How do they know this? Their article has footnotes to many of their assertions, but not one substantiating this claim about the opinion of “most Oriental viewers” concerning the medium of animation. It seems the authors are superimposing the Occidental mind upon the Oriental mind, according to the PC MC axiom that everybody in the world must think the same (though the irony of the crypto-paternalism and crypto-parochialism they assume seems lost on the authors.
And now we are approaching the crucial part of their analytical review:

“...the film did indeed appeal to the majority of Malaysian viewers. Although it may seem odd to Westerners that a film that is fairly widely regarded as offensive to Arabs and, to a lesser extent, to Muslims in general, should appeal to a Muslim people, the film
Aladdin in most respects is exactly what Malaysians love in a motion picture. It is melodramatic (or overly melodramatic, some would argue); it tells a love story about two attractive characters, a beautiful girl and a handsome young man, one rich and one poor; it contains many romantic songs; and it even has some mild violence thrown in for good measure. In other words, in most respects it is an animated version of the typical Malay movie. 

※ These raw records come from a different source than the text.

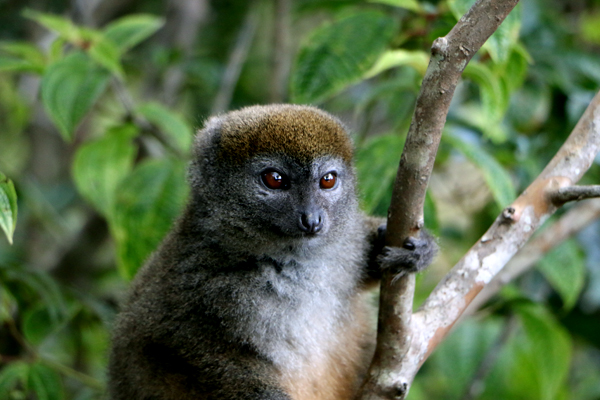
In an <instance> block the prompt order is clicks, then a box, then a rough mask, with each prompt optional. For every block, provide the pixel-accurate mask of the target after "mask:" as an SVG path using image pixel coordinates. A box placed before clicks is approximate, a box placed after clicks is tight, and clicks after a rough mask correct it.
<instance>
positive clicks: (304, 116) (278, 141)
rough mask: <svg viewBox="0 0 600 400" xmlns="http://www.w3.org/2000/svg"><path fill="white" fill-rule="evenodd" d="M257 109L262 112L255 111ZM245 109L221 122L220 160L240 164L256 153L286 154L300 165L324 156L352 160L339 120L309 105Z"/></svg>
mask: <svg viewBox="0 0 600 400" xmlns="http://www.w3.org/2000/svg"><path fill="white" fill-rule="evenodd" d="M258 107H260V109H261V112H257V111H256V110H257V108H258ZM258 107H257V106H255V107H246V108H243V109H241V110H239V111H234V112H231V113H229V114H227V115H226V116H222V117H217V118H222V119H221V121H222V122H221V132H222V139H221V140H222V142H221V146H220V152H219V157H220V158H221V159H222V160H223V161H225V162H228V163H234V164H239V163H241V162H243V161H245V160H249V159H251V158H253V157H254V156H256V155H258V154H265V155H271V154H277V153H279V154H288V155H290V156H292V157H294V158H297V159H298V160H300V161H302V162H307V161H310V160H314V159H316V158H318V157H321V156H324V155H334V156H339V157H341V158H342V159H343V160H344V161H345V162H347V163H350V162H351V160H352V154H353V149H352V143H351V141H350V138H349V137H348V135H347V134H346V132H345V131H344V129H343V126H342V125H341V123H340V121H338V120H337V119H335V118H333V117H332V116H331V115H329V114H326V113H324V112H323V111H321V110H319V109H317V108H314V107H308V106H292V105H282V104H275V105H270V106H258Z"/></svg>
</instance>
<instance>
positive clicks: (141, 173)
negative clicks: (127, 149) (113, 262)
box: [109, 159, 188, 279]
mask: <svg viewBox="0 0 600 400" xmlns="http://www.w3.org/2000/svg"><path fill="white" fill-rule="evenodd" d="M185 170H186V166H185V163H184V162H182V161H179V160H171V159H161V160H149V161H145V162H143V163H141V164H139V165H138V166H137V167H136V168H135V169H134V171H133V172H132V173H131V174H130V175H129V176H127V177H126V178H125V179H123V181H122V182H121V184H120V185H119V189H118V191H117V197H116V202H115V207H114V210H113V213H112V216H111V218H110V219H109V222H110V224H111V230H112V233H113V237H114V238H115V241H116V243H117V262H118V267H119V271H120V273H121V275H122V276H123V277H124V278H126V279H131V278H132V277H133V276H134V275H135V273H136V271H137V270H138V268H139V267H140V266H141V265H142V264H143V263H144V261H145V260H146V259H147V258H148V256H149V255H150V253H151V252H152V251H153V250H155V249H156V247H157V245H158V244H159V243H160V241H161V239H162V238H163V236H164V235H165V233H166V232H167V231H168V230H169V228H170V227H171V225H172V223H173V221H174V220H175V218H176V217H177V216H178V215H179V213H180V212H181V209H182V208H183V205H184V203H185V200H186V198H187V193H188V187H187V184H186V182H185Z"/></svg>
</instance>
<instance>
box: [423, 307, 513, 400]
mask: <svg viewBox="0 0 600 400" xmlns="http://www.w3.org/2000/svg"><path fill="white" fill-rule="evenodd" d="M501 331H502V320H501V319H500V318H488V319H485V320H483V321H475V320H472V319H471V320H465V321H463V322H462V323H461V324H460V325H459V326H458V327H457V328H456V330H455V331H454V332H452V333H451V335H450V336H449V337H448V338H447V339H445V340H444V342H442V344H441V345H440V346H439V348H438V349H437V350H436V351H435V352H434V353H433V355H432V357H431V361H430V364H429V366H430V367H432V368H433V367H435V369H433V371H432V373H431V374H430V375H429V376H428V377H427V378H428V379H429V380H430V384H432V385H436V386H438V387H439V389H438V390H440V392H439V394H441V393H443V394H444V396H443V398H444V399H460V398H461V397H462V395H464V393H465V390H466V389H467V385H468V384H470V383H471V382H472V380H473V376H474V375H475V373H476V372H477V369H478V368H479V367H480V365H481V362H482V361H483V359H484V357H485V356H486V355H487V354H488V352H489V351H490V349H491V348H492V347H493V346H494V343H496V341H497V340H498V337H499V336H500V334H501ZM456 360H460V362H456ZM440 398H441V397H440Z"/></svg>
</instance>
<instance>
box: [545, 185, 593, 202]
mask: <svg viewBox="0 0 600 400" xmlns="http://www.w3.org/2000/svg"><path fill="white" fill-rule="evenodd" d="M595 197H600V185H590V186H568V187H563V188H559V189H557V190H556V191H554V192H551V193H550V198H551V200H552V202H553V203H554V204H556V205H562V204H565V203H567V202H569V201H579V200H584V199H591V198H595Z"/></svg>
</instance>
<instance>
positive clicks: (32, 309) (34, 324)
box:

And here is the delicious pièce de résistance:
 

“And the depictions of Islamic law in the film—for example the threatened punishment of the amputation of Jasmine’s hand for inadvertently stealing an apple, or the beheading (that didn't actually occur) of Aladdin for stealing a loaf of bread (or for consorting with the princess Jasmine; it never is made quite clear)—is rather tame compared to the punishments meted out in many Malaysian period films, in which characters routinely suffer amputations of various body parts, or are speared, beheaded, and/or burned alive, all in the name of Allah. Anyone familiar with Malaysian cinema should have no problem understanding why audiences, in general, chose to ignore calls to ban or boycott the film and instead treated themselves to an evening of song and romance.” [emphasis added]

Conclusion:

Thus, the Malaysian Muslims who protested Aladdin because of its supposed
“racism” and because it goes against Islam which upholds moral values”, have no problem with their own indigenous entertainment fare that revels in grotesquely ghoulish violence directly connected with their Islamic god. So much for Islamic culture, pop or otherwise.